The Flexible Demultiplexer
https://davidsongroup.github.io/flexiplex/
MIT License
23 stars 2 forks source link

Multi-thread option #1

Closed mcortes-lopez closed 10 months ago

mcortes-lopez commented 1 year ago

Hi, I am testing demultiplexing based in a list of barcodes in ONT data but it has been running for more than 4 days (using 5 cores per task and 50G of memory) and it does not look like it has written out 10% of the estimated barcodes. Is there any multithread option or recommended memory specifications to run it in SLURM systems?
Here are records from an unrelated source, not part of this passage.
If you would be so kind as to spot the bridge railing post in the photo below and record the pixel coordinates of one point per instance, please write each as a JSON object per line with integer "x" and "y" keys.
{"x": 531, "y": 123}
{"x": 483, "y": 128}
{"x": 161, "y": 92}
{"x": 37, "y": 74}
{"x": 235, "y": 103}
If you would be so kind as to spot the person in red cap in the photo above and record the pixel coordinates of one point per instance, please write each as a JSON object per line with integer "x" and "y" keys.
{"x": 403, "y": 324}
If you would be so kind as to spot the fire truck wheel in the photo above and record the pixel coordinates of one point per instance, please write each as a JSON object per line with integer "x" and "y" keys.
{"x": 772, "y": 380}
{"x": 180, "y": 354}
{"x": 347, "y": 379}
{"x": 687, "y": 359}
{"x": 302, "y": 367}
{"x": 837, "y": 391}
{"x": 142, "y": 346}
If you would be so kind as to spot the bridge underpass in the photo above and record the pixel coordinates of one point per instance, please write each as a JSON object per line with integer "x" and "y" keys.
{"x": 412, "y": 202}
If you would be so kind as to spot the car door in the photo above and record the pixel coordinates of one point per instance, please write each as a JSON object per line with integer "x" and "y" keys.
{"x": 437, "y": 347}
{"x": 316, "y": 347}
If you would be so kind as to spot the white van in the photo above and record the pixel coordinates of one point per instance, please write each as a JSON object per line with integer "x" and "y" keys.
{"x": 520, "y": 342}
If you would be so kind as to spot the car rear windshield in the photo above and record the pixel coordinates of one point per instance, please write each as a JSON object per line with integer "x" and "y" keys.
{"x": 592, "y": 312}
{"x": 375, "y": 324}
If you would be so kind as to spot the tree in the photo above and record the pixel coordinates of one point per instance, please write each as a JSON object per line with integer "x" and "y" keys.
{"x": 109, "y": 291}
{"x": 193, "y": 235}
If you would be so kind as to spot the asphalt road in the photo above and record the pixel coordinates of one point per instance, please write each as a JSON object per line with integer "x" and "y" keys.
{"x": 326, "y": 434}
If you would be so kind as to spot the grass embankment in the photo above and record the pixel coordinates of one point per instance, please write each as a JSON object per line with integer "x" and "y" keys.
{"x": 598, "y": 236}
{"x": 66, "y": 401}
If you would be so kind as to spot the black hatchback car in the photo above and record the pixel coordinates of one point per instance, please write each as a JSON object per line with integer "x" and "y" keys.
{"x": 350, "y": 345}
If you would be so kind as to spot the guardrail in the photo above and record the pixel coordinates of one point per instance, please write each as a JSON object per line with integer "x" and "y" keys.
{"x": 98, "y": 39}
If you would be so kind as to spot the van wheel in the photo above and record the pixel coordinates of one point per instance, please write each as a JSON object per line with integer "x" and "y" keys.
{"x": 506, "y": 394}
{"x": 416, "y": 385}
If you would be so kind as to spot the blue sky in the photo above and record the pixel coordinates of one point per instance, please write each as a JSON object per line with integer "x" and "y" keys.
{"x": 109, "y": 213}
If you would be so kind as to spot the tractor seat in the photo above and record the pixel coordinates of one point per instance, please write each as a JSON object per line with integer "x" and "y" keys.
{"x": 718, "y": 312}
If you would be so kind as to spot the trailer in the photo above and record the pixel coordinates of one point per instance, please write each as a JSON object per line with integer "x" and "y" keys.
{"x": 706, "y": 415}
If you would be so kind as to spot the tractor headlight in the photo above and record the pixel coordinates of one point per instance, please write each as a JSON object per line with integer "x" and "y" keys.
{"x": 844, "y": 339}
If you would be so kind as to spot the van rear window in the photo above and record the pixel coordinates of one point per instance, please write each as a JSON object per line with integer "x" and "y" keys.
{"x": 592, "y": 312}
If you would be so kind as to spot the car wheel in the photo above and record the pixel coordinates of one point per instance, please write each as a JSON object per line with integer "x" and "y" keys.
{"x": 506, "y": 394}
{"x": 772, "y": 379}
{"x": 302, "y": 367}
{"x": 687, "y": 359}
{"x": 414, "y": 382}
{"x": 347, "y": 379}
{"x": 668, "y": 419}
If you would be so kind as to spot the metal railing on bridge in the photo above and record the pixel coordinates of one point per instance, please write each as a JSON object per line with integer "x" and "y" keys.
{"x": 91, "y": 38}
nadiadavidson commented 1 year ago

Hello,

Thank you for trying out our tool and posting about your issue. We don't current have an option for multiple threads, but we are still actively developing flexiplex so appreciate the feedback and will look into speeding it up. To help us think about the best way to do this, would you mind letting us know how many reads you are processing, how long your known barcode list is (if you use one), which flexiplex command you're running and any other details that might be relevant.

Many thanks, Nadia.

mcortes-lopez commented 1 year ago

Hi, Thanks for your reply! I have a file with +90 million reads, it contains 3 samples, each with around 10,000 barcodes (from the same library in short reads, Illumina 10x) For each barcode list I run flexiplex as: flexiplex -k ${BARCODE_LIST} -r false -n ${SAMPLE}_demux_bc ${main_fastq} > ${OUTDIR}/${SAMPLE}_demux_bc.fastq I ran it and in 4 days only 15 million reads have been processed. Would you suggest to split either the fastq or the barcode list to reduce the time? Best, Mariela

nadiadavidson commented 1 year ago

Hi Mariela,

Sorry for the slow reply. I've just update the code to run faster. For older noising reads we get about a 30% improvement, but for newer reads this should be even better (up to 90%). Unfortunately I haven't had a chance to make the code muti-threaded, but please leave this issue open as I would like to implement that at some stage. In the meant time splitting the fastq files as you suggested is the best idea. I've added this and a couple of other suggestions to the end of the documentation, https://davidsongroup.github.io/flexiplex/. You are welcome to keep us updated about what did/didn't work.

Cheers, Nadia.

nadiadavidson commented 10 months ago

The code is now multi-threaded, so closing this issue.